Onların olduğu bölgelerde açık cam bırakmak, arabanın kapısını camını açık
bırakmak, onlara davet demek. Son derece arsızlar. Bununla baş edebilmek için
babun polisi oluşturmuşlar.
** Neredeyse herkesin köpeği var. En az bir tane, hiç bir büyük şehirde bu
kadarını görmemiştim. Hala bahçeli evlerde yaşamalarından ya da geçmişlerinde
çiftlik yaşantısından gelmelerinden dolayı olabilir.. Hayatımda ilk defa
köpekli bir evde kaldım neyse ki köpek dünya tatlısıydı.
** Apartheid döneminde siyahlarla beyazların oturdukları banklar bile farklıymış. Siyahlar beyazların banklarına oturamazlarmış.
**Her sabah saat 9 gibi evden çıkıp oranın en iyi kafelerinden birinde kahvaltı
ediyorduk. Gittiğimiz havalı kafelerden bir kısmı: Haas, Truth, Knead, Village
cafe, Company gardens cafe, Bites & Sites.
** Orijinal doğa yapılarını korumak için çok uğraşıyorlar. Dışarıdan gelen
bitkiler çok arsız hemen yayılıyor. Onları söküp yerine kendi ağaçlarını dikiyorlar.
Mesela kendi doğal floral yapılarını korumak için 2025’e kadar çam ağaçlarını
kesip onun yerine kendi bitkilerini ekeceklermiş.
**Mount Nelson hotel : Şehrin en şık otellerinden. Eğer havalı bir çay
saati yaşamak istiyorsanız gidilmesi gereken yer.
**Merkezde şehrin deniz kısmının büyük bir kısmı deniz doldurularak elde
edilmiş. Şu anda şehrin içinde kalan Strand street eskiden deniz kenarıymış.
**Havası: Değişken. Dağın bir tarafı
güneşli iken diğer tarafında fırtına olabiliyormuş... Havayı hiç küçümsemeyin
güvenmeyin diyorlar. Günlük güneşlikken
bir anda fırtına çıkıp her tarafı uçurabilirmiş.
** Oradayken arkadaşlarımın kütüphanesinden bir kitap seçtim. Herman
Charles Bosman’ın hikâye kitabı. Meğer Güney Afrika’nın en meşhur hikâye
yazarıymış. Hikâyeleri genelde gerçek hayattan veya kendi hayatından. Ülkenin
kültürünü birazcık daha anlayabilmeme çok faydası oldu.
DAHA DAHA...
Capetown benim yukarıda anlattıklarımın dışında herkesin keyfine göre çok
farklı seçenekler sunan bir şehir.
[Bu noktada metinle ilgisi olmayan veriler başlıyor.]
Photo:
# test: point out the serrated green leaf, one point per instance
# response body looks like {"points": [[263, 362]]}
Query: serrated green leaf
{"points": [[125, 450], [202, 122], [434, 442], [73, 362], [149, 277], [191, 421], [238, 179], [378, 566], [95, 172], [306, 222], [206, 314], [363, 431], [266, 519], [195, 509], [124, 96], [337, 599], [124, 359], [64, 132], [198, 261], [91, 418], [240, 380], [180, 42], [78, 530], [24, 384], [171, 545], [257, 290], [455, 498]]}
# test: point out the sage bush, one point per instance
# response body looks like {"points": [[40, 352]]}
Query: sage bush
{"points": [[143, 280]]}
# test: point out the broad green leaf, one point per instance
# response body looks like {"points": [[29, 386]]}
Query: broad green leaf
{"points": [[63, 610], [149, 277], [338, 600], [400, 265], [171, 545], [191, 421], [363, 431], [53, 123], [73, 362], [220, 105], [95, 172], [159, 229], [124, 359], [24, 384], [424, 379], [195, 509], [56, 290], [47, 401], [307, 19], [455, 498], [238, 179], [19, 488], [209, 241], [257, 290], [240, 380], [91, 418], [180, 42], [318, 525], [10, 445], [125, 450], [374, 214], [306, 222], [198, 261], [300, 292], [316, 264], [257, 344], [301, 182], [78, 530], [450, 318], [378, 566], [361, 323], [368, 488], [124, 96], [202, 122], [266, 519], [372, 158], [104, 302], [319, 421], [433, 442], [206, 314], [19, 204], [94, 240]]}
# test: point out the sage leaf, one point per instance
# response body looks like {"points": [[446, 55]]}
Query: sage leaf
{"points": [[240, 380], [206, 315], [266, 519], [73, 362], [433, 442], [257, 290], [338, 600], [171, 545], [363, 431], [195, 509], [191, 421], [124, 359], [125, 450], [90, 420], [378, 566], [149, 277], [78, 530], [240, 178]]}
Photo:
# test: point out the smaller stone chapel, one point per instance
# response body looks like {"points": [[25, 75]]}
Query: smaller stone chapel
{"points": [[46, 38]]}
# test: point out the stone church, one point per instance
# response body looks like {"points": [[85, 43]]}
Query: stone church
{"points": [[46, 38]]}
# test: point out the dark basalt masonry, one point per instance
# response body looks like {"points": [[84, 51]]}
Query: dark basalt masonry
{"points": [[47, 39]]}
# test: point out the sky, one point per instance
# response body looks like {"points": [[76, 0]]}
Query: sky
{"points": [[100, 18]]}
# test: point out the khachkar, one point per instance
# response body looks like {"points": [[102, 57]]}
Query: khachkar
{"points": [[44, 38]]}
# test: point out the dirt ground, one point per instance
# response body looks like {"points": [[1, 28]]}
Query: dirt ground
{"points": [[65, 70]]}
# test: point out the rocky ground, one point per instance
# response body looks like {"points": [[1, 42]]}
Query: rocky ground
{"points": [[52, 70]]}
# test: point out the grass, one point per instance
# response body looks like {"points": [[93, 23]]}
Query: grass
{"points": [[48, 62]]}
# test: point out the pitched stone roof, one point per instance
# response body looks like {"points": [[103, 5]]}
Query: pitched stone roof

Mesela Capetown’un etrafında gezilebilecek
yedi tane doğal yaşam parkı var:
Addo Elephant National Park - Agulhas National Park- De Hoop Nature Reserve
-Garden Route National Park - Goukamma Nature Reserve - Robberg Marine and
Nature Reserve - Table Mountain National Park.
Bu parklarda sandboarding yapmak – kum kayağı- , balinaları seyretmek,
kafes ile köpek balıklarının olduğu yere dalmak, filleri ve zebraları görmek,
dalış yapmak adrenalin sporları yapmak mümkün.